Recognizing Fraudulent Phone Calls

If you have experienced financial loss due to fraudulent activity or a scam please file a report with your local police department. If you want to report a suspicious activity or pass along information please contact the Canadian Anti-Fraud Centre.

How Can I Recognize a Scam?

  1. It sounds too good to be true - You’ve won a big prize in a contest that you don’t recall entering. You’re offered a once-in-a-lifetime investment that offers a huge return. You’re told that you can buy into a lottery ticket pool that cannot lose.
  2. You must pay or you can’t play - “You’re a winner!” but you must agree to send money to the caller in order to pay for delivery, processing, taxes, duties or some other fee in order to receive your prize. Sometimes the caller will even send a courier to pick up your money.
  3. You must give them your private financial information - The caller asks for all your confidential banking and/or credit card information. Honest businesses do not require these details unless you are using that specific method of payment.
  4. Will that be cash… or cash? Often criminal telemarketers ask you to send cash or a money order, rather than a cheque or credit card. Cash is untraceable and can’t be cancelled. And, crooks also have difficulty in establishing themselves as merchants with legitimate credit card companies.
  5. The caller is more excited than you are - The crooks want to get you excited about this “opportunity” so that you won’t be able to think clearly.
  6. It’s the manager calling - The person calling claims to be a government official, tax officer, banking official, lawyer or some other person in authority. The person calls you by your first name and asks you a lot of personal or lifestyle questions (like how often do your grown children visit you).
  7. The stranger calling wants to become your best friend - Criminals love finding out if you’re lonely and willing to talk. Once they know that, they’ll try to convince you that they are your friend – after all, we don’t normally suspect our friends of being crooks.
  8. It’s a limited opportunity and you’re going to miss out - If you are pressured to make a big purchase decision immediately, it’s probably not a legitimate deal. Real businesses or charities will give you a chance to check them out or think about it.
  9. What can I do to protect myself? Remember, legitimate telemarketers have nothing to hide

Remember, you can Stop Phone Fraud – Just Hang Up!

If you’re in doubt, it’s wise to ask the advice of a close friend or relative, or even your banker. Rely on people you can trust.

Criminals will say anything to part you from your hard-earned money. Be cautious.

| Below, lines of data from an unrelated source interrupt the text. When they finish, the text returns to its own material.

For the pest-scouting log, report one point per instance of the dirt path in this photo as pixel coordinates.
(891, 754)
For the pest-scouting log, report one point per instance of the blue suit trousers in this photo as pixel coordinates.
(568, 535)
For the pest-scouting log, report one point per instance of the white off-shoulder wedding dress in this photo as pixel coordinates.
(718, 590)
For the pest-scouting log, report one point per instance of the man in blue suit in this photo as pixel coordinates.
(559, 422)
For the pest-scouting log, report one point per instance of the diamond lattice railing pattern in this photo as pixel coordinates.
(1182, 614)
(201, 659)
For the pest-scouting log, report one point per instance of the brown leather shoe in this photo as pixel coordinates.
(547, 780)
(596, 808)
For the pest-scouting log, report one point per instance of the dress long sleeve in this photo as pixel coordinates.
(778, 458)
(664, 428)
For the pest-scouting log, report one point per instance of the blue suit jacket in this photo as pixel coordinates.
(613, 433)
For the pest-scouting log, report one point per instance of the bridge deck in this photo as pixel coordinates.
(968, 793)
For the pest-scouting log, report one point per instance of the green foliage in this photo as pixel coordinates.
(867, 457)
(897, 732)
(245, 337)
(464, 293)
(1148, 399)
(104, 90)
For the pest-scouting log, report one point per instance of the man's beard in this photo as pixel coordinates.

You have the right to check out any caller by requesting written information, a call back number, references and time to think over the offer.

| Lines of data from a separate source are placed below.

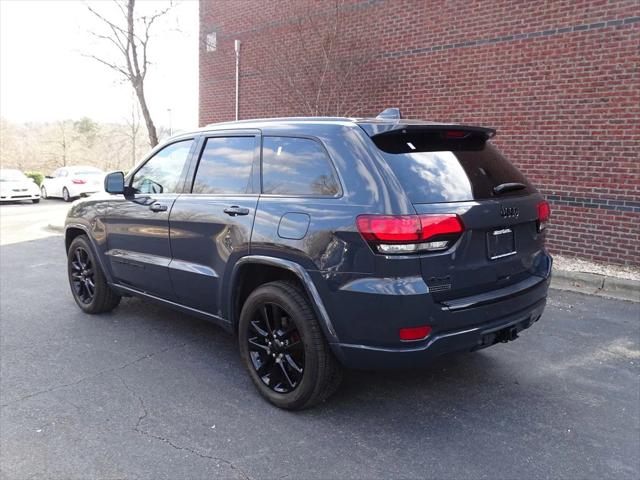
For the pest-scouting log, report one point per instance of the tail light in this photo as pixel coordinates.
(544, 212)
(402, 234)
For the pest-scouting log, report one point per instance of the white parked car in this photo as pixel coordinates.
(71, 182)
(15, 186)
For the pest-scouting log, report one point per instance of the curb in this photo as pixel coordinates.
(595, 284)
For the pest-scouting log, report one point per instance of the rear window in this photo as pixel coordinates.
(466, 172)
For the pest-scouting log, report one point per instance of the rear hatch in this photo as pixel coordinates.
(450, 169)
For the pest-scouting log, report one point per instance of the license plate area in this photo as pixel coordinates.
(501, 243)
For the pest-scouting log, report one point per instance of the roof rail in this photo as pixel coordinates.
(389, 114)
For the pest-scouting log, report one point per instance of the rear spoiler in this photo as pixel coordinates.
(402, 136)
(378, 126)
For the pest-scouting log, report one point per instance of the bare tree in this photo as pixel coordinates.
(320, 66)
(133, 126)
(129, 35)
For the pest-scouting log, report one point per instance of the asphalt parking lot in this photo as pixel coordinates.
(147, 393)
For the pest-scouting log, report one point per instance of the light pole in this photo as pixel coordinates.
(236, 45)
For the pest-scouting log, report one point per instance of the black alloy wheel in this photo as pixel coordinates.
(83, 275)
(284, 349)
(276, 348)
(88, 284)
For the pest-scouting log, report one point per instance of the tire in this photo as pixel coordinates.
(293, 321)
(83, 270)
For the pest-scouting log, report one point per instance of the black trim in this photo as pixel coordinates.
(492, 296)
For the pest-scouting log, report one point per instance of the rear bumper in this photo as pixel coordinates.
(466, 339)
(367, 322)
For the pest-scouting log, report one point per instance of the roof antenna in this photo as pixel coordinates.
(389, 114)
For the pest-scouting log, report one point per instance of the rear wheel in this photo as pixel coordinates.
(284, 349)
(88, 284)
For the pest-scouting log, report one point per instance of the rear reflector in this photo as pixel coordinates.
(544, 212)
(398, 234)
(414, 333)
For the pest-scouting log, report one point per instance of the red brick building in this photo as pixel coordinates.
(560, 80)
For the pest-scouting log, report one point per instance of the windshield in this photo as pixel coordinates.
(12, 176)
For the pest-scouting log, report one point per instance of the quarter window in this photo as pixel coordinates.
(225, 166)
(296, 166)
(162, 172)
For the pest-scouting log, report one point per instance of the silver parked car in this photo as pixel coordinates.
(72, 182)
(16, 186)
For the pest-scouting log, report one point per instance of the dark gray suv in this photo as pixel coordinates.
(322, 243)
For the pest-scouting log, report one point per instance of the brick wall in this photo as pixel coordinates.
(559, 80)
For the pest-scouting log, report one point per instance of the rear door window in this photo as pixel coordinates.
(226, 166)
(297, 166)
(456, 175)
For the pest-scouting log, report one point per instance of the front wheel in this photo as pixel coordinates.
(284, 349)
(88, 284)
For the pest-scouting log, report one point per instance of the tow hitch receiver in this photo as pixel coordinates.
(504, 335)
(507, 334)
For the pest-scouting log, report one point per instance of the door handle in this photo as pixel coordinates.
(158, 207)
(235, 210)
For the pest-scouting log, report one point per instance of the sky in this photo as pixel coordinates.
(45, 75)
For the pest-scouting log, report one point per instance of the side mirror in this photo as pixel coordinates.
(114, 182)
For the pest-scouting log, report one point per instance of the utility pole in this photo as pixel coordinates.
(237, 50)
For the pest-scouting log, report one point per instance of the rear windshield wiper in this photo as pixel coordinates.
(508, 187)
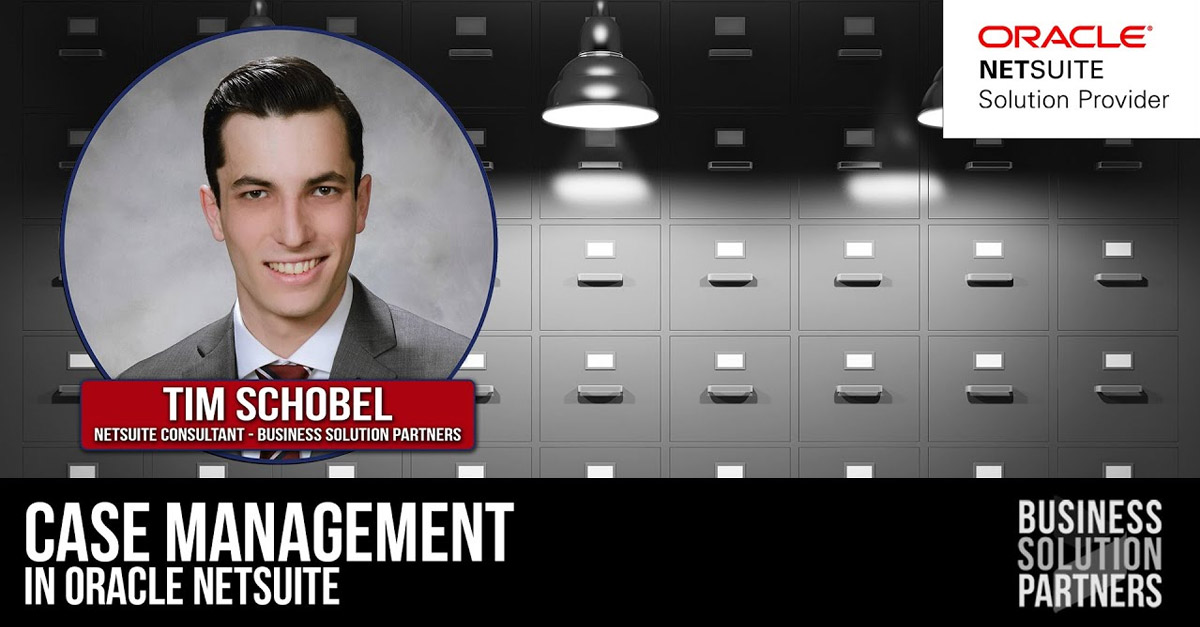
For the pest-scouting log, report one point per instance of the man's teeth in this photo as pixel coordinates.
(293, 268)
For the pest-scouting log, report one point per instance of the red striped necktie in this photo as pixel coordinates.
(287, 371)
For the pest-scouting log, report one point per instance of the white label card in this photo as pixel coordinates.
(731, 471)
(858, 250)
(601, 250)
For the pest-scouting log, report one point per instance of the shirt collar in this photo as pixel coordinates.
(316, 352)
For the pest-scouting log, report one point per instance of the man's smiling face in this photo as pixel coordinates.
(288, 213)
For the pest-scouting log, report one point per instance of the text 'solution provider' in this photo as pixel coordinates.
(1072, 69)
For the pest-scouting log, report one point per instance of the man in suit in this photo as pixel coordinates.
(287, 195)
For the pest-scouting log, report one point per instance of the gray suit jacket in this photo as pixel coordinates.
(379, 342)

Legitimate business people will be happy to provide you with that information. After all, they want the “bad guys” out of business too. Always be careful about providing confidential personal information, especially banking or credit card details, unless you are certain the company is legitimate. And, if you have doubts about a caller, your best defence is to simply hang up. It’s not rude – it’s smart.

Worried About a Friend or Relative?

Watch for any of these warning signs:
  • a marked increase in the amount of mail with too-good-to-be-true offers
  • frequent calls offering get-rich-quick schemes or valuable awards, or numerous calls for donations to unfamiliar charities
  • a sudden inability to pay normal bills
  • requests for loans or cash
  • banking records that show cheques or withdrawals made to unfamiliar companies
  • secretive behaviour regarding phone calls.
If you suspect that someone you know has fallen prey to a deceptive telemarketer, don’t criticize them for being naïve. Encourage that person to share their concerns with you about unsolicited calls or any new business or charitable dealings. Assure them that it is not rude to hang up on suspicious calls. Keep in mind that criminal telemarketers are relentless in hounding people – some victims report receiving 5 or more calls a day, wearing down their resistance. And, once a person has succumbed to this ruthless fraud, their name and number will likely go on a “sucker list”, which is sold from one crook to another.

For Your Protection

  • Do not rush into something involving your money or property.
  • Never give your credit card numbers out over the phone, nor any other information unless you are absolutely sure of who you are dealing with.
  • Be wary of something-for-nothing or get-rich-quick schemes.
  • Never sign a contract until you and your lawyer, bank, or other expert has thoroughly read it.
  • Never turn over large sums of cash to anyone, especially a stranger, no matter how promising the deal looks.
  • Do not hesitate to check the credentials of a salesman or public official.
  • Report all suspicious offers to the police immediately, before the swindler leaves town in search of other victims.
  • Arrange for incoming cheques to be sent directly to your bank.